32/18~=1,77 of primary ratio so you're very close to the safe side of how the hub can be configured. There is no consensus on MTBR (and never will be) on how low can one go, typical Shimano recommendation for their other hubs is 1.9 or 2. I ride 38/21~=1.8 and the hub (Nexus SG-8R36) does not seem to be overtorque'd at all (although it clunks occasionally when powershifted, solution: don't powershift). Others ride 32/22~=1.45 and report the hub alive. Someone apparently blew it at 26/20.


----------



## irrah (Dec 18, 2008)

mtb143 said:


> So what I need help with is figuring out a chainring size to go with my new (to me) Alfine 8 speed hub. I'd ideally like a gear range that's similar to a 32 tooth chainring with an 11-34 cassette, or perhaps a bit lower.
> 
> I tried to play with Sheldon Brown's gear calculator, but either I'm stoopid (entirely possible) or the calculator doesn't work for IGH's.
> 
> Any help is appreciated.


hi,

Try this excellent gear-calculator.com calculator.
It allows you to compare the different gearing options.
Just click and move the cogs and chainrings.
http://www.gear-calculator.com/#KB=...19,21,23,26,30,34&GT2=DERS&TF=85&UF=2075&SL=2
(Shimano inter8=Alfine)


----------



## mtb143 (Aug 26, 2007)

Thanks, gents! 

@irrah, that gear calculator is brilliant!

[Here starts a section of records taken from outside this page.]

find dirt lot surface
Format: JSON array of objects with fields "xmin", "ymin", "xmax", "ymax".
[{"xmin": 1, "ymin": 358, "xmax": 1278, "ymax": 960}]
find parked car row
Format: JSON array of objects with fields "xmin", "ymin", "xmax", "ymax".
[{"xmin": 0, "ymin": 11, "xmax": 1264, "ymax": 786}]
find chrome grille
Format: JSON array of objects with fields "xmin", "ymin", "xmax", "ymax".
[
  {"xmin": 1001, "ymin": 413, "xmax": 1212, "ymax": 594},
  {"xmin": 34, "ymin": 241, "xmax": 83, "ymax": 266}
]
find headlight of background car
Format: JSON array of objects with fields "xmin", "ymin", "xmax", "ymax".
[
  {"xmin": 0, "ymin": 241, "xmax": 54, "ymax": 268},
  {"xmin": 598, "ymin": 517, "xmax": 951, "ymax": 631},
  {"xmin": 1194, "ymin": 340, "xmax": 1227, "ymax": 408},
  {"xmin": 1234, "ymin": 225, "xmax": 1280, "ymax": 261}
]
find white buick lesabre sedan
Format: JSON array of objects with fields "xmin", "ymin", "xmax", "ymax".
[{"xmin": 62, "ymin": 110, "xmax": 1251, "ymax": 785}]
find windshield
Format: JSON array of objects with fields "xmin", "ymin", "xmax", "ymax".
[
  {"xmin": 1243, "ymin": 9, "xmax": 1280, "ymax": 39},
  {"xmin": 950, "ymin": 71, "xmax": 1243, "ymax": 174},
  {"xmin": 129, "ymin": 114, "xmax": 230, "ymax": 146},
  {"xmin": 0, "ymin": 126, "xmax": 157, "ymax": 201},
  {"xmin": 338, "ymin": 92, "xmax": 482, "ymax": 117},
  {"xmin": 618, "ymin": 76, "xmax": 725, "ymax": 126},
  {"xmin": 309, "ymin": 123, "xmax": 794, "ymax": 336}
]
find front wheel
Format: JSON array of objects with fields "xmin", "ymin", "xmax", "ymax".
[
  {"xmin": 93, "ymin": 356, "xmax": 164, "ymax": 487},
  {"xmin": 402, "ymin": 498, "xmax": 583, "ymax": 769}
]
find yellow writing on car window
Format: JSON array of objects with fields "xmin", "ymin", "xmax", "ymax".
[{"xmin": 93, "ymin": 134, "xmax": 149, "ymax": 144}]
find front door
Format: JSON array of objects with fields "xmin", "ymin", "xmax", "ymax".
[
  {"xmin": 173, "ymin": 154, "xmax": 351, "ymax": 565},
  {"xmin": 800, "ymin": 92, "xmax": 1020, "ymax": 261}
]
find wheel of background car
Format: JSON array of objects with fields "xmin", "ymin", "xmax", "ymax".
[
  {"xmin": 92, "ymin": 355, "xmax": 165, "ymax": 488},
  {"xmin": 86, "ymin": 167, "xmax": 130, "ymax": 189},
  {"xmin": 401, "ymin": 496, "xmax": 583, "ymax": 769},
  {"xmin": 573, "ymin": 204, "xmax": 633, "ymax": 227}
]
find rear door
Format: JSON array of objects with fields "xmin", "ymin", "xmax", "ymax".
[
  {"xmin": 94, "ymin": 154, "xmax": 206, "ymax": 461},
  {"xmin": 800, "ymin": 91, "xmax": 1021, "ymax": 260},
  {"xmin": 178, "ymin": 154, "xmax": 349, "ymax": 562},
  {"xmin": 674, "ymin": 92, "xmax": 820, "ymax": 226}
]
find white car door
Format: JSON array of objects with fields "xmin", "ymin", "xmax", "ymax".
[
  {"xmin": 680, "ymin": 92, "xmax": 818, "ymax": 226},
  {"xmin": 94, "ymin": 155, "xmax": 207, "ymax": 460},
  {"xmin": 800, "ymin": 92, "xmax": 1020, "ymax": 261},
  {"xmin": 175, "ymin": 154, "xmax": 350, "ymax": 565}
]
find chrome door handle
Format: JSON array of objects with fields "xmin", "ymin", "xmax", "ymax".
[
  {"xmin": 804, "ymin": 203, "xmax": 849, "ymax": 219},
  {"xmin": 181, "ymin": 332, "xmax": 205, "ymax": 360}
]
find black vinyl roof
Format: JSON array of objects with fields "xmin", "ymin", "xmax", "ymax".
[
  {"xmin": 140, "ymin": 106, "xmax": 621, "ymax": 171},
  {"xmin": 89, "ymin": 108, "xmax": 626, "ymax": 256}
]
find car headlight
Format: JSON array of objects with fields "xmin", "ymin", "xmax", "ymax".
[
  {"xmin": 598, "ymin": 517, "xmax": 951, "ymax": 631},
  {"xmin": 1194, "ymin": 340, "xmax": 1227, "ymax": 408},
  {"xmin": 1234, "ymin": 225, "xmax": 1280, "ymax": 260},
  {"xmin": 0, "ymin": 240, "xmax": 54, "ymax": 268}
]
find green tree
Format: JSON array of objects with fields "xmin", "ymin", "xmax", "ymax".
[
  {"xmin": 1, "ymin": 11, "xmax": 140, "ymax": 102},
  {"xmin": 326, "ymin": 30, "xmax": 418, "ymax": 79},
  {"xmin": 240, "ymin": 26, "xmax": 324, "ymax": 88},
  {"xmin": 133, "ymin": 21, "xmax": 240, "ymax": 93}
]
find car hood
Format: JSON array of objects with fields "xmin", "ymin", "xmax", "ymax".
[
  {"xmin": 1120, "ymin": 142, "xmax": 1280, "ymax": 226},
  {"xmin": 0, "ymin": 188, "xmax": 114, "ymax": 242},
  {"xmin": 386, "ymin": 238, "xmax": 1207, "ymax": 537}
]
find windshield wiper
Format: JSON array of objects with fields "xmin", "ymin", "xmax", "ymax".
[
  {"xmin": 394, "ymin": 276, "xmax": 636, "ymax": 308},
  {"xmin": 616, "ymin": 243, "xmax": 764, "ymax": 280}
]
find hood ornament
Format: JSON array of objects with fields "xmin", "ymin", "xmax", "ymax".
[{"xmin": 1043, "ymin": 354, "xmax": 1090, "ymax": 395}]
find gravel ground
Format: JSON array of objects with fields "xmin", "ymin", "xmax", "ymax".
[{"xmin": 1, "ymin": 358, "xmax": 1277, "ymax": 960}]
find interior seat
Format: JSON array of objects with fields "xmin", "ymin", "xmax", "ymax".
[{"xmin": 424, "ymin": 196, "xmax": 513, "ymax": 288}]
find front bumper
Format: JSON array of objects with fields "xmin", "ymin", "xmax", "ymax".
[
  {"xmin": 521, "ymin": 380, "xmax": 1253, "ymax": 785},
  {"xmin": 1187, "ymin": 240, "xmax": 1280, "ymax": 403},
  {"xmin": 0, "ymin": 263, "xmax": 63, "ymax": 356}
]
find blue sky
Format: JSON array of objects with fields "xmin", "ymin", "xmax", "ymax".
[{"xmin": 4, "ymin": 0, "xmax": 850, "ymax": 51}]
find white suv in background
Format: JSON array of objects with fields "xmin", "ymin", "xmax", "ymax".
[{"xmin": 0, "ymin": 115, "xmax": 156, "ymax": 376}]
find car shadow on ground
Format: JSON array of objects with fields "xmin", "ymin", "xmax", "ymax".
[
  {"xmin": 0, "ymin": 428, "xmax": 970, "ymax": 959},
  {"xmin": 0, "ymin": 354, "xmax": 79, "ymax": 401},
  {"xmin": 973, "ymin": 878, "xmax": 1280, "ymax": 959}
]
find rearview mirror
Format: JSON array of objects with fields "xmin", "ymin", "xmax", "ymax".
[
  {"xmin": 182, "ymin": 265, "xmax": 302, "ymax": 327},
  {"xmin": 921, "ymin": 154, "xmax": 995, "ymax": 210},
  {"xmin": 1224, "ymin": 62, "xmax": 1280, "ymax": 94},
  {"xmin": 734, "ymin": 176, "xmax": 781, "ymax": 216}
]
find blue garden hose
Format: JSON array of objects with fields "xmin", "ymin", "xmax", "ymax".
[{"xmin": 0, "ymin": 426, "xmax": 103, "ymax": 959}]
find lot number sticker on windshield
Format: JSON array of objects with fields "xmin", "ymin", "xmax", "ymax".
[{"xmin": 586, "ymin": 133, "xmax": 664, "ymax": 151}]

@bikeisbetter, even better, now I see how to do the maths! Many thanks.


----------



## pursuiter (May 28, 2008)

bikeisbetter said:


> ...Someone apparently blew it at 26/20.


No, he didn't assemble the cog onto the hub correctly, he fixed his mistake, it's still working.


----------



## presslab (Jan 5, 2007)

I broke my Alfine 8 running 32/20. So guess what? I just built a Alfine 11 and now running 32/22!

Actually I think a brief incident of cable misalignment fatally damaged my Alfine 8. Time will tell how 32/22 lasts but I know that my bad knee thanks me!


----------



## Leopold Porkstacker (Apr 21, 2010)

presslab said:


> I broke my Alfine 8 running 32/20. So guess what? I just built a Alfine 11 and now running 32/22!
> 
> Actually I think a brief incident of cable misalignment fatally damaged my Alfine 8. Time will tell how 32/22 lasts but I know that my bad knee thanks me!


Curious, how many miles had you put on it before it broke? I am running a 32/16 and everything seems to have been running smoothly for the last 2000 miles; the previous 900 miles were running a 36/17.


----------



## presslab (Jan 5, 2007)

I would estimate around 800 miles before it broke. The 2nd gear pawl broke, disabling 2nd and 6th gear. I also had done some creek fording and had water inside the hub twice. The roller clutches would grind when there was water in there.

After removing the broken pawl, I rode it for another 500 miles after that and it is still working now, albeit without 2nd and 6th.


----------